Per Gramsci il calcio è il regno della lealtà umana esercitata all’aria aperta. Per Pasolini è l’ultima rappresentazione sacra del nostro tempo. Per Pelè è musica, danza e armonia. La magia di un pallone che rotola è questo e tanto altro. È la passione dei tifosi, è il gesto tecnico dei giocatori, è il boato per un gol. Ma è anche il continuo miscuglio di felicità e delusione, entusiasmo e abbattimento, vittoria e sconfitta perché, in buona sostanza, il calcio è vita. Si vince e si perde, si gioisce e ci si dispera, così come si vive. Questa è la “grande bellezza” di una sfera che rimbalza, dello sforzo forsennato di 22 calciatori che si danno battaglia per 90 minuti come gladiatori, che lottano, che sudano e che, quando l’arbitro fischia tre volte, si danno la mano, si abbracciano, si complimentano. Onore a chi vince e a chi perde. Non è vero che vincere è l’unica cosa che conta. Quello che davvero conta, alla fine della fiera, è aver dato vita, ancora una volta, per un’altra ora e mezza, al gioco del calcio. Quindi al gioco della vita, nella buona e nella cattiva sorte, nel bene e nel male, nel trionfo e nella caduta. Ed ecco un altro prodigio del calcio: quando si cade c’è sempre la possibilità di rialzarsi, di ritornare in campo, di rigiocare. Questo è e deve essere l’insegnamento dello sport per tutti noi. Soprattutto per i ragazzini, per i giovani.

Casertana-Real Normanna (foto di Carol Violante)

Senza enfasi, è ciò che è avvenuto mercoledì scorso al Bisceglia di Aversa, in occasione dell’allenamento congiunto tra Casertana e Real Normanna. Non solo una partita di calcio. Due città a braccetto, due tifoserie unite dalla passione per la propria squadra del cuore, due dirigenze accomunate dalla voglia di fare sport ma anche di contribuire alla crescita socio-culturale del territorio. Soltanto così si vince veramente. Si vince a tutto campo. In questo solco si inserisce la lodevole iniziativa fortemente voluta dal presidente rossoblù Giuseppe D’Agostino e da quelli granata Enzo Del Villano e Mimmo Diana. A fine gara i vertici di Casertana e Real Normanna hanno battuto proprio sul tasto della fratellanza. Un match andato ben oltre il semplice confronto sportivo: un gesto di amicizia sincera, di rispetto e collaborazione tra due club che, pur militando in categorie diverse, condividono una visione comune basata su passione, sacrificio e valorizzazione del territorio.
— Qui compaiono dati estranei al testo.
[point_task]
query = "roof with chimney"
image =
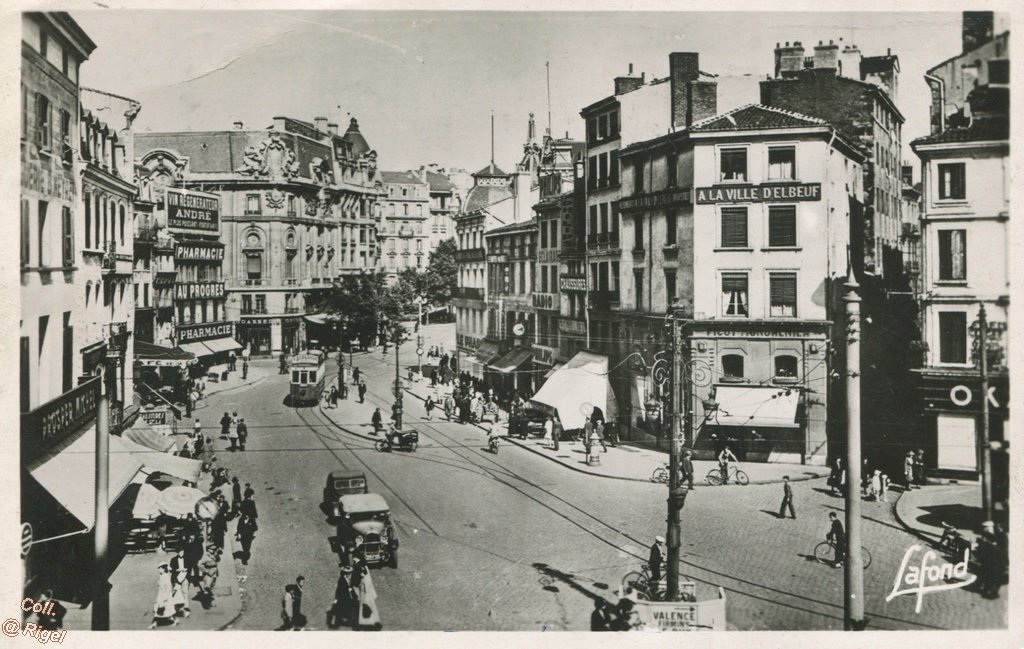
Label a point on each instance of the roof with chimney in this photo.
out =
(754, 117)
(981, 130)
(399, 177)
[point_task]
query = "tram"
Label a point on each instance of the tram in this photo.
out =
(308, 371)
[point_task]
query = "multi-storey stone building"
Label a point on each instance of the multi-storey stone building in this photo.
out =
(404, 235)
(297, 210)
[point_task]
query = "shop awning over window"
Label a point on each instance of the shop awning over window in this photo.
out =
(71, 475)
(150, 355)
(218, 345)
(756, 406)
(197, 349)
(581, 385)
(511, 361)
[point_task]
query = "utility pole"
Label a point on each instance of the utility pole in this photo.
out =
(676, 494)
(853, 590)
(986, 450)
(100, 531)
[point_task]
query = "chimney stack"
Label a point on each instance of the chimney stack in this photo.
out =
(628, 83)
(788, 59)
(691, 99)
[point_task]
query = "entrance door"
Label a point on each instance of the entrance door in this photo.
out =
(957, 442)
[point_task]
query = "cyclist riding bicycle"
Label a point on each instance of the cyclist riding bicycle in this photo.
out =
(724, 459)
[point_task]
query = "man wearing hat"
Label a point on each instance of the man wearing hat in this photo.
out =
(656, 558)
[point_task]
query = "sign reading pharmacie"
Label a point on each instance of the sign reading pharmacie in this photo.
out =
(195, 251)
(758, 193)
(52, 422)
(196, 333)
(188, 210)
(199, 291)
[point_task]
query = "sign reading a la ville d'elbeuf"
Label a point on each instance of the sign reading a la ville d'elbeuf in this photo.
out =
(759, 193)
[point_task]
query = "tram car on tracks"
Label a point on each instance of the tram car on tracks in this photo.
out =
(308, 372)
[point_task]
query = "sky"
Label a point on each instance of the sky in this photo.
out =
(423, 84)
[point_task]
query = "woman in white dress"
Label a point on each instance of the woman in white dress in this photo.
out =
(163, 607)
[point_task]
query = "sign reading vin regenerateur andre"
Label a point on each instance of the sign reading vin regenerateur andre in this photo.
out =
(193, 211)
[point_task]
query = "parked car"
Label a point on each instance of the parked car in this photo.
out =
(341, 483)
(366, 527)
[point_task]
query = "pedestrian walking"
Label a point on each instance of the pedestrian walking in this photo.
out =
(243, 432)
(908, 470)
(786, 499)
(656, 558)
(163, 607)
(686, 467)
(246, 533)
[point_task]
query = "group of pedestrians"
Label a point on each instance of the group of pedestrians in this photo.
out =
(236, 430)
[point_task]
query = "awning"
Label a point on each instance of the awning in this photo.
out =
(756, 406)
(218, 345)
(183, 468)
(579, 387)
(150, 355)
(511, 361)
(197, 349)
(143, 434)
(71, 475)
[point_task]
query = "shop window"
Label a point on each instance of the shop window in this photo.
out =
(781, 163)
(952, 337)
(952, 255)
(781, 226)
(734, 227)
(952, 181)
(785, 366)
(734, 294)
(733, 165)
(732, 366)
(782, 290)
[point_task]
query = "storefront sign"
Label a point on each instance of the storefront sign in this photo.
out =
(193, 210)
(49, 424)
(758, 193)
(199, 252)
(545, 300)
(572, 283)
(199, 291)
(656, 200)
(196, 333)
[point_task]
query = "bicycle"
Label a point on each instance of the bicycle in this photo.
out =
(714, 476)
(824, 553)
(642, 583)
(660, 474)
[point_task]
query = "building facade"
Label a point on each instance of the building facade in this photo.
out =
(297, 210)
(406, 233)
(966, 187)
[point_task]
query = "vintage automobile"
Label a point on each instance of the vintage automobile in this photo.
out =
(340, 483)
(365, 526)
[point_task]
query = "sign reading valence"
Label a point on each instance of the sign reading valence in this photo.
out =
(759, 193)
(193, 210)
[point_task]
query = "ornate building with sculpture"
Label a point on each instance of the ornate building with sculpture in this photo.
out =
(297, 210)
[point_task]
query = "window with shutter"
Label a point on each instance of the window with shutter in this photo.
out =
(734, 294)
(952, 337)
(781, 226)
(952, 255)
(782, 291)
(734, 227)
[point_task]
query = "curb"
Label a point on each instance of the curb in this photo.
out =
(615, 477)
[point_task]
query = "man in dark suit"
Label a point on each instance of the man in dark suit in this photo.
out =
(786, 499)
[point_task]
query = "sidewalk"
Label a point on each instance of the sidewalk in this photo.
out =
(633, 463)
(923, 511)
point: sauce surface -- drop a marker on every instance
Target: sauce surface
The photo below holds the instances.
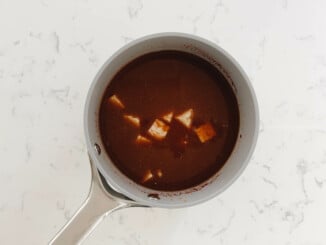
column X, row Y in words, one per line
column 169, row 120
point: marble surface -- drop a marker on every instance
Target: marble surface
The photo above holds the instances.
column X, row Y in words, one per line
column 49, row 54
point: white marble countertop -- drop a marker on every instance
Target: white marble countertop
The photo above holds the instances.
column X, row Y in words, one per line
column 49, row 54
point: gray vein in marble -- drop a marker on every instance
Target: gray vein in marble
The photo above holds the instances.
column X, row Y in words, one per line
column 28, row 149
column 60, row 94
column 227, row 226
column 319, row 183
column 134, row 7
column 56, row 41
column 36, row 35
column 267, row 181
column 271, row 204
column 261, row 127
column 126, row 39
column 67, row 215
column 22, row 202
column 305, row 38
column 302, row 170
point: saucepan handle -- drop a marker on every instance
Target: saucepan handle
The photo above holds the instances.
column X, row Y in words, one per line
column 95, row 208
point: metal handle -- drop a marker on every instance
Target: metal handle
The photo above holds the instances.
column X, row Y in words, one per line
column 95, row 208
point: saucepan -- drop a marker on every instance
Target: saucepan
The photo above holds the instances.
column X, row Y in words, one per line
column 110, row 189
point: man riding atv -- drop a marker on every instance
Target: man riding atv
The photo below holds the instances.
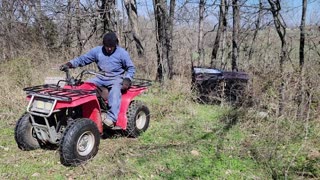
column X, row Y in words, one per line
column 118, row 69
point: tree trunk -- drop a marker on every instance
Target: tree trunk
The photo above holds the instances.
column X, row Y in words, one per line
column 235, row 35
column 169, row 39
column 131, row 7
column 255, row 34
column 78, row 28
column 200, row 33
column 220, row 32
column 301, row 96
column 7, row 7
column 68, row 36
column 281, row 30
column 164, row 35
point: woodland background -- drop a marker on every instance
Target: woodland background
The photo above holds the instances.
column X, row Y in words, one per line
column 276, row 42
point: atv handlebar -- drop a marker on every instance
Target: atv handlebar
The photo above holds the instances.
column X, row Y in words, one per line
column 77, row 81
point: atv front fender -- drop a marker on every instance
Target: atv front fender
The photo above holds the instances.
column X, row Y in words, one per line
column 125, row 102
column 90, row 108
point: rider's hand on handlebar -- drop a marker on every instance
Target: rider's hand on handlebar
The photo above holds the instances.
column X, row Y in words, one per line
column 65, row 67
column 126, row 84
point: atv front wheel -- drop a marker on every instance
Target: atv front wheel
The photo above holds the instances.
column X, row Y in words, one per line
column 138, row 115
column 25, row 135
column 80, row 142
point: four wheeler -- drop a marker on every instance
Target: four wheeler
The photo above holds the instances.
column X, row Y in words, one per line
column 69, row 117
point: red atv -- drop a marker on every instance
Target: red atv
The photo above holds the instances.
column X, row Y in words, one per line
column 70, row 117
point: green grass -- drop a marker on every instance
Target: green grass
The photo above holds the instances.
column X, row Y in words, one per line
column 185, row 140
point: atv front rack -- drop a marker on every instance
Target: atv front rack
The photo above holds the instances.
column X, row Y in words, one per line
column 52, row 91
column 141, row 82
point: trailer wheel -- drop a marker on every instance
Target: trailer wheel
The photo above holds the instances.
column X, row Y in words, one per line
column 24, row 134
column 138, row 115
column 80, row 142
Una festa dello sport. Lo sport in festa. E un “terzo tempo” emozionante con la consegna di una targa a Giuseppe De Michele, trait d’union tra il passato e il presente del calcio aversano.
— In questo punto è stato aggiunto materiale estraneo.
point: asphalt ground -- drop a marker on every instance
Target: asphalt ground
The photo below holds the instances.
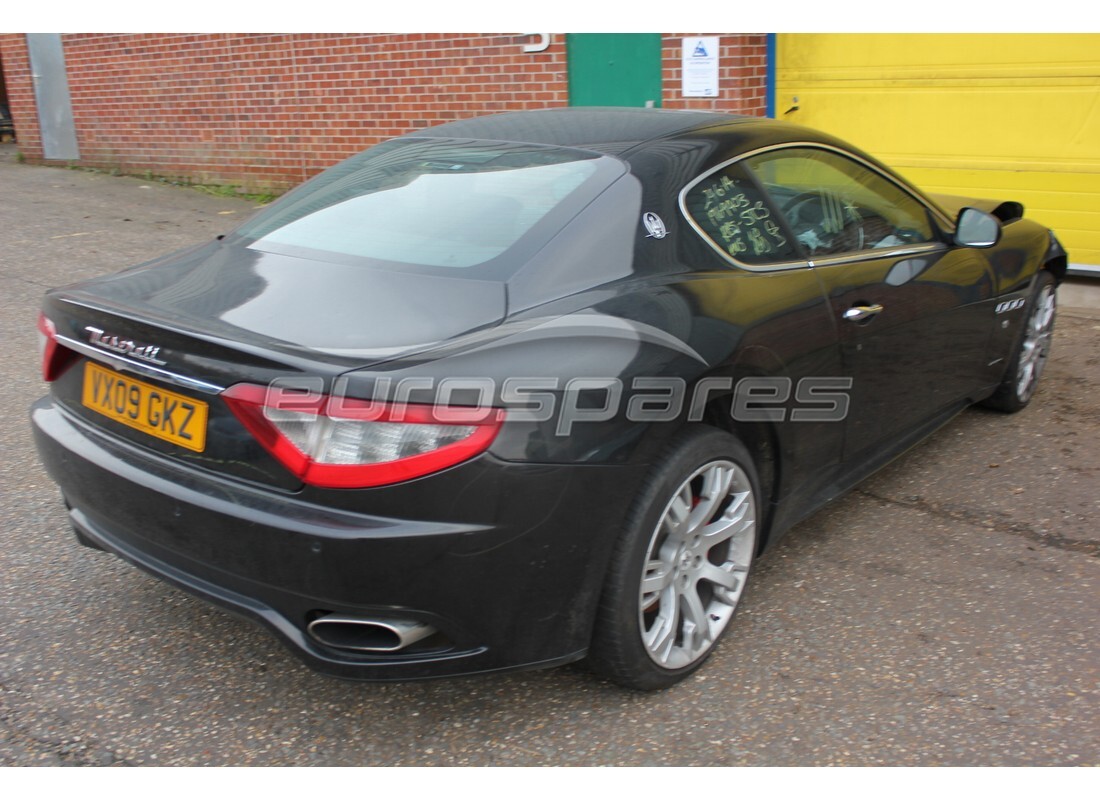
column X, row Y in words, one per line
column 943, row 613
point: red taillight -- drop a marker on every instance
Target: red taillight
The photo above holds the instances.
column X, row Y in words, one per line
column 339, row 442
column 55, row 358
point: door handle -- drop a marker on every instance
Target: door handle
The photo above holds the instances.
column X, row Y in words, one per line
column 858, row 314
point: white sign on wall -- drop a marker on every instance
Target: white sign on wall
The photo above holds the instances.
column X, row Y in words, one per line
column 700, row 66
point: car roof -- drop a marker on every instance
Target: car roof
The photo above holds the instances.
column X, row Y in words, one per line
column 608, row 130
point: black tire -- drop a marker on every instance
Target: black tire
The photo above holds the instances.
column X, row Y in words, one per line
column 682, row 558
column 1031, row 351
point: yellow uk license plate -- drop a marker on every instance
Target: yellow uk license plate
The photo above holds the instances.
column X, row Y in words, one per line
column 145, row 407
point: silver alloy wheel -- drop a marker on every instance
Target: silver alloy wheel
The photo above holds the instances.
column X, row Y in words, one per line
column 696, row 563
column 1036, row 343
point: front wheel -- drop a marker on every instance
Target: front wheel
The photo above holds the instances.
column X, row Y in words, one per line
column 1022, row 376
column 681, row 563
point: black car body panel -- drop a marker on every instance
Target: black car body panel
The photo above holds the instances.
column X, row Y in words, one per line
column 605, row 298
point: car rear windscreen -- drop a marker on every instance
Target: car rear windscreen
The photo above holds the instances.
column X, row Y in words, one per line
column 432, row 203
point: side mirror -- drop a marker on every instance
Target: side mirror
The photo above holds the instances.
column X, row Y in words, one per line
column 977, row 229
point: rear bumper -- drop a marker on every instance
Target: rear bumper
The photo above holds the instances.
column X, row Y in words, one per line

Giuseppe De Michele (foto di Carol Violante)

“Il nostro instancabile team manager Giuseppe De Michele – si legge sulla pagina Fb della Real Normanna – è stato omaggiato con una targa celebrativa dai presidenti Enzo Del Villano e Mimmo Diana, come riconoscimento alla sua vita dedicata al calcio normanno. Una vita vissuta sui campi, sotto il sole cocente o con la pioggia battente, con il cuore sempre acceso di passione. Una figura storica, un punto di riferimento, un uomo che ha saputo essere guida, confidente, fratello maggiore e memoria vivente del nostro calcio. Da decenni al fianco di generazioni di atleti, Giuseppe è conosciuto in tutta Italia per la sua umanità, per l’impegno silenzioso e instancabile, per quella dedizione rara che oggi commuove e ispira. “Perché il calcio non è solo pallone, è chi lo ama con discrezione e costanza ogni giorno”. Grazie, Don Peppino, per essere l’anima silenziosa ma fortissima della nostra Real Normanna. Decano, leggenda, cuore granata”.

Il quasi 82enne Giuseppe De Michele “in campo” con Luigi e Giuseppe Del Villano, giovani figli del patron granata, e con il figlio piccolissimo del dirigente Umberto Pagano. Più defilato il presidente Diana. Occhi lucidi per la felicità. “Non conosco nessuno che giochi bene e non giochi per divertirsi”, direbbe Pelè. Impossibile dare torto a “O Rei”.